True story: whether you're buying or leasing a car, you'll still need to have great credit to score a good deal. Some car dealerships won't accept lessees with low credit scores, or will tack on a fee for them to lease at the dealership.
When it comes to trying to buy a car from a dealership offering financing, your credit score will basically make or break your ability to find a good deal.
You'd be shocked at how much different an interest rate between a fair credit auto loan and a good credit auto loan can mean. The best way to avoid getting a high interest rate is to find out what your credit score is and do what you can to improve it.
An easy way to improve credit (aside from paying down debt) is to dispute negative marks on your score. Apps like Credit Karma allow you to do that via an automated form. It's one of the best apps that monitor credit scores, as well as one of the more reliable ones.
You'll also need to research interest rates for your credit score.
Whether you're buying or leasing a car, you should be aware of what to expect with your credit score. While lessees don't have to take out a loan, they still do have a lease rate to take into account.
By knowing what is standard among people in your credit score bracket, you'll be better able to determine whether the deal you're getting is worth it.
Research cars around your area.
I'm not going to lie. There are cars, and there are cars. Whether you're buying or leasing a car, you need to make sure that you find one that is both reliable and suitable for your lifestyle.
Research the potential cars you want to pursue, as well as their amenities and reliability. Even if you're leasing, you don't want to end up with a lemon. It could mean that you end up footing the bill for repairs, or find yourself on the side of the road during a pressing meeting.
When in doubt, ask a mechanic what they think about the car in question.
You also will have to take a good look at your trade-in.
You shouldn't have to get your trade-in details, but you should be aware of any issues that you might have with it before you hit the dealership. They will lowball an offer for this thing, which you shouldn't have to accept. The more you are aware of issues, the less they can skirt past you.
Honestly, you might be better off choosing to sell the car yourself to contribute to a better down payment. Dealerships won't often give you a good deal.
Research what the car you want is valued at.
It's obvious why you should look into this when buying or leasing a car.
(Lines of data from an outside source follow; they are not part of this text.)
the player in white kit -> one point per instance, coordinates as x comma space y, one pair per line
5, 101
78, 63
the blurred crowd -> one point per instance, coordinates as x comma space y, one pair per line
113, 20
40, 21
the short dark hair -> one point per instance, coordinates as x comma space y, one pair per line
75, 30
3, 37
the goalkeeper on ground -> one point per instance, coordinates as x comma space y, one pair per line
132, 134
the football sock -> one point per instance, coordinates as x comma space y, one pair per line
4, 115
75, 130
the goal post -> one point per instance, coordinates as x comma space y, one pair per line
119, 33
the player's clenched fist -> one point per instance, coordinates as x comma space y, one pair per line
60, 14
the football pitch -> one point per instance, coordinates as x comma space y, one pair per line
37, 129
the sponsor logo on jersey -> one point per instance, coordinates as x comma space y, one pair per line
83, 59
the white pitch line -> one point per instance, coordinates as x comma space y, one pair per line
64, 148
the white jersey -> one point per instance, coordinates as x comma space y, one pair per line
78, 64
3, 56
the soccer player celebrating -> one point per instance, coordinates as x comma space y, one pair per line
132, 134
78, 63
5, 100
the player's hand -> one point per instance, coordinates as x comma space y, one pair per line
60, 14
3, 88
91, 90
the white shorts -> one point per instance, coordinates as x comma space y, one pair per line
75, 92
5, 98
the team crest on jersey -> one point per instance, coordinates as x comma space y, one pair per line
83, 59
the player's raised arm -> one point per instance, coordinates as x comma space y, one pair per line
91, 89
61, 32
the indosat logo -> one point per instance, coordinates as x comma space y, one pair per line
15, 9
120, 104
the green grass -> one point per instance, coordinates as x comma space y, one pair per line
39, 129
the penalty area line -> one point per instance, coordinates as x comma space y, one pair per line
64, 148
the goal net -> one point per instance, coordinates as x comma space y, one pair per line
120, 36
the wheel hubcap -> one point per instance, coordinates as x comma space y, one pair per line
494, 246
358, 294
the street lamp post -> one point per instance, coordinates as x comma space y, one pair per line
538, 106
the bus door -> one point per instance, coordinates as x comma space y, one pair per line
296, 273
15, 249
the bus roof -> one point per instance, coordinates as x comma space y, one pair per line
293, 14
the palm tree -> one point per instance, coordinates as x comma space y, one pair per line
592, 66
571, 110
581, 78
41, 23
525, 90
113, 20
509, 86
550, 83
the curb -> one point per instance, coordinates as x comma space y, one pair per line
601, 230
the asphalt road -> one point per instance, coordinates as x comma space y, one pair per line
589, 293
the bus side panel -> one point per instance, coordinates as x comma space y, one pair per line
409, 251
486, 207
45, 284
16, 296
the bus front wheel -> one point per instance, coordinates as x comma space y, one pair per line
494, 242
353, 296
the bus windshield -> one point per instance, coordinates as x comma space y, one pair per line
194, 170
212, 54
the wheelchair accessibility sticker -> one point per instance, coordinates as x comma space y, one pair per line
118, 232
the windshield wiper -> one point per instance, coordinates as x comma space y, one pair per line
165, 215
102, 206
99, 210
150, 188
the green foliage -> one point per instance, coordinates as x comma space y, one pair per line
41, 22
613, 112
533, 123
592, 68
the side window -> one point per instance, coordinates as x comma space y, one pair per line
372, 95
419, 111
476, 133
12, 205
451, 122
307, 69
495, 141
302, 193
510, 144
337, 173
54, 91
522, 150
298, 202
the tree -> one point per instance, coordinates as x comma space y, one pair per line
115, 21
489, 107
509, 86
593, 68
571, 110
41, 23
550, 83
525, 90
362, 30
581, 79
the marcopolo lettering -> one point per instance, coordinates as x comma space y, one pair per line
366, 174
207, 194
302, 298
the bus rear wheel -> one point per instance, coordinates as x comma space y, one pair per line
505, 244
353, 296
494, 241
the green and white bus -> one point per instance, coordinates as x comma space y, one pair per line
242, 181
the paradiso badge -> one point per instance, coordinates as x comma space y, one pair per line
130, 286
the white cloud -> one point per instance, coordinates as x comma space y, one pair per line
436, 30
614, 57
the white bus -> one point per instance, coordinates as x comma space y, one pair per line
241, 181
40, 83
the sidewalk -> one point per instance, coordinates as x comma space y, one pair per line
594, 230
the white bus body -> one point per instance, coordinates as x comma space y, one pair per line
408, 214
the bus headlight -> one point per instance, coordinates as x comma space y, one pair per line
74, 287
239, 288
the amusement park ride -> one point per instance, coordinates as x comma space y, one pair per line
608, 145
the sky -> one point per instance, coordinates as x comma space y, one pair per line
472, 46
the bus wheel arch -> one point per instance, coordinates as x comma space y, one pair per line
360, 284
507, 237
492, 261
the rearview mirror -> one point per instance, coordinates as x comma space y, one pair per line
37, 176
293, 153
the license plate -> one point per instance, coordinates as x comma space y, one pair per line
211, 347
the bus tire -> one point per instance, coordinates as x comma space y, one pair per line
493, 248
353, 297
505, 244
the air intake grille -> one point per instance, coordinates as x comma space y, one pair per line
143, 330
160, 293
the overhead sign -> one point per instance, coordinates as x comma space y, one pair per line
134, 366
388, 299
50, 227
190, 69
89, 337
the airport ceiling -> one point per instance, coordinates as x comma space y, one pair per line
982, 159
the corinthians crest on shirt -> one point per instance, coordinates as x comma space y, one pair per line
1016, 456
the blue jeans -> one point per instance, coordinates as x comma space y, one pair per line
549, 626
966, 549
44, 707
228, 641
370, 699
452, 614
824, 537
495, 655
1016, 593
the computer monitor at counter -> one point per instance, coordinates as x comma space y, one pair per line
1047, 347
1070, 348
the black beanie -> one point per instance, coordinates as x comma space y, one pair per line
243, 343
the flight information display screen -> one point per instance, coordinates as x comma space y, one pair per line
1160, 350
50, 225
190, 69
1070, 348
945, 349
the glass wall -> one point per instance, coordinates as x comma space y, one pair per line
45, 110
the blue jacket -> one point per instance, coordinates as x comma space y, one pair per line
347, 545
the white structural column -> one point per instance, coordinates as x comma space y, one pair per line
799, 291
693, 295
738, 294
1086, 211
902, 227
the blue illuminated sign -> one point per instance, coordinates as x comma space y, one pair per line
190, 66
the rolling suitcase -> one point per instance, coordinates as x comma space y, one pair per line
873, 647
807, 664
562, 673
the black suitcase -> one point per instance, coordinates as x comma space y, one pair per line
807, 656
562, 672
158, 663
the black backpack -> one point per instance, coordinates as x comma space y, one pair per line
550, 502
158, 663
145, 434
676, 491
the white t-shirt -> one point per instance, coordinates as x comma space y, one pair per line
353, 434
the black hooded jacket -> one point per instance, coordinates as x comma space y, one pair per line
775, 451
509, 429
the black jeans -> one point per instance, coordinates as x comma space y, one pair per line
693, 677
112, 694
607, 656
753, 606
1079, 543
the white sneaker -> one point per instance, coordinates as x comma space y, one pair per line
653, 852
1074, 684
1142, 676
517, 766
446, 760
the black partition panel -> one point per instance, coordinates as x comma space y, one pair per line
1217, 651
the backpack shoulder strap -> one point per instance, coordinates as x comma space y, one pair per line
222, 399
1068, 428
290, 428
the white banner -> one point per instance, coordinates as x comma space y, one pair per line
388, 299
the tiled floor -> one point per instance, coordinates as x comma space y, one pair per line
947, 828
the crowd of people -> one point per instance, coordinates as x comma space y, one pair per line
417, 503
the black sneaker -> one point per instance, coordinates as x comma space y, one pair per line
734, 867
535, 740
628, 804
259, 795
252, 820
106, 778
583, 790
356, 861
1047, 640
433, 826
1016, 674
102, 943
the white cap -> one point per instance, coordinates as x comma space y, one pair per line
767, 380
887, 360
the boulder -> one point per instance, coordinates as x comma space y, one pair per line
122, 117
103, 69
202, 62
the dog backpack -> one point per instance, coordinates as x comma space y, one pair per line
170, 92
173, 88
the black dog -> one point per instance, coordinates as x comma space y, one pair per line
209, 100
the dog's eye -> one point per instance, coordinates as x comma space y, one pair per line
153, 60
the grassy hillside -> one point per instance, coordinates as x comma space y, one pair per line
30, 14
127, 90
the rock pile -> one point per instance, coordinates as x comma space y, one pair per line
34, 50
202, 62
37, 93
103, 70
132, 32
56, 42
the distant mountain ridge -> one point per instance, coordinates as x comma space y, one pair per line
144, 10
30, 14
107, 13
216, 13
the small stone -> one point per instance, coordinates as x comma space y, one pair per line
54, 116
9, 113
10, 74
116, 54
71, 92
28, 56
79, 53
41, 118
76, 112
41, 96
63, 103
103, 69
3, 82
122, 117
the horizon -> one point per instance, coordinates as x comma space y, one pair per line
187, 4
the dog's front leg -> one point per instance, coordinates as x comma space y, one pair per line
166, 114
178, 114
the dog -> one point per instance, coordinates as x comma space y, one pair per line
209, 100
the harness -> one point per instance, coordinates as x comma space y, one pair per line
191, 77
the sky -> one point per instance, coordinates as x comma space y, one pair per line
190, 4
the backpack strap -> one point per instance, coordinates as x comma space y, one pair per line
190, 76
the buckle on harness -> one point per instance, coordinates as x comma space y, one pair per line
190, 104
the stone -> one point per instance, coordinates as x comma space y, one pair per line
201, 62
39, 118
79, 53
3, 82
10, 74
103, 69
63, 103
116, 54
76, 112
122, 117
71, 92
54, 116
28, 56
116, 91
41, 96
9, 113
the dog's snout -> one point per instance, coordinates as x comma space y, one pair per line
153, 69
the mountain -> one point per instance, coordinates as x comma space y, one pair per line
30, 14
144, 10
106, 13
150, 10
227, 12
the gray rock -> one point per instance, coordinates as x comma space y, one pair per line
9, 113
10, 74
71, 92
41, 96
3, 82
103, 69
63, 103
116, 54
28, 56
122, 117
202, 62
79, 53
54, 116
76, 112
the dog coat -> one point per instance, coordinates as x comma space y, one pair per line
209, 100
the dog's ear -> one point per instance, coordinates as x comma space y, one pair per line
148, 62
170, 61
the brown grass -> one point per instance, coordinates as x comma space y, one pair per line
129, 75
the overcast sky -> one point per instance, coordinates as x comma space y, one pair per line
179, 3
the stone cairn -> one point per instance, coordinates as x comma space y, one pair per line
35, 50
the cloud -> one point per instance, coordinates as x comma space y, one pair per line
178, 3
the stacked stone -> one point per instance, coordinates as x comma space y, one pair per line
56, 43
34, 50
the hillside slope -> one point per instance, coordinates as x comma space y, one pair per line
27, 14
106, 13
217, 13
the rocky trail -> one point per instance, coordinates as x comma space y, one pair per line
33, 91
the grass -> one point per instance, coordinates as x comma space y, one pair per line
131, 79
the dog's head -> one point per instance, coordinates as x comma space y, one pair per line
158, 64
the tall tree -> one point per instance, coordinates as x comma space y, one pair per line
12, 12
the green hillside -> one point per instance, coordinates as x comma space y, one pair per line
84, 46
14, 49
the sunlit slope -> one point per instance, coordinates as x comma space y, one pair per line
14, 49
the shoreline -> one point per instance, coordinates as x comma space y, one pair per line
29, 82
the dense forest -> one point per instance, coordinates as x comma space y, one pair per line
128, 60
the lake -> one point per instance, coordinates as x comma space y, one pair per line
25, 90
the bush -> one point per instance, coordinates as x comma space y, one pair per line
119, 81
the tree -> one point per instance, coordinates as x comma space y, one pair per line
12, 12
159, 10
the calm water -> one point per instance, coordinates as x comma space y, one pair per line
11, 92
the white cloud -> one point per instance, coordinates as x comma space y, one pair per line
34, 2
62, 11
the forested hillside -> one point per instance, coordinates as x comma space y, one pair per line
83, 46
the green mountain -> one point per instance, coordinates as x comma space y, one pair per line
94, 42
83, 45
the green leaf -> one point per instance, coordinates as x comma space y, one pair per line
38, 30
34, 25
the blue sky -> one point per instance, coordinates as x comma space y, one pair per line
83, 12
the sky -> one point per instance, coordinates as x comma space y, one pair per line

Car dealerships are not created equally, and some will do what they can to charge you more than the real MSRP of the car. This can lead to a lot of money lost.
Before you step into any dealership, find out what the lowest rates for the car's price would be and learn the TrueCar value. This also gives you the upper hand in negotiations if you choose to buy the car.
Learning the value also allows you to determine whether the leasing company is giving you a good deal, or if you should look elsewhere for a better offer.
Prep yourself for sales tactics.
I'm a firm believer that you should never go into a car dealership not knowing what to expect. Salesmen are tricky and treacherous, which is why it's important to have the upper hand whenever you talk to them.
A good way to prep yourself for "the talk" when buying or leasing a car is to learn all the tactics salespeople use to make you buy more—or just buy a car that isn't right for you. The more you know, the more immune you are to the tactics.
Find a mechanic you trust for third-party inspections.
This is another important step to take before buying or leasing a car. This is a major purchase, and you should always look to experts to determine whether or not it's a good car.
You should never buy a car without having a mechanic take a look at it first. Using an app like Mechanic Advisor will let you find a highly-rated mechanic in your area for third-party inspections.
Finally, get ready to get rid of your old car.
Maybe I'm a sorry sap, but I get emotionally attached to my cars. That's why part of prepping for buying or leasing a car always seems to involve getting over the fact that I'm getting rid of my old car.
Sorry car, no hard feelings, thanks for the memories. It's time to get a newer model now, and that's not necessarily a bad thing.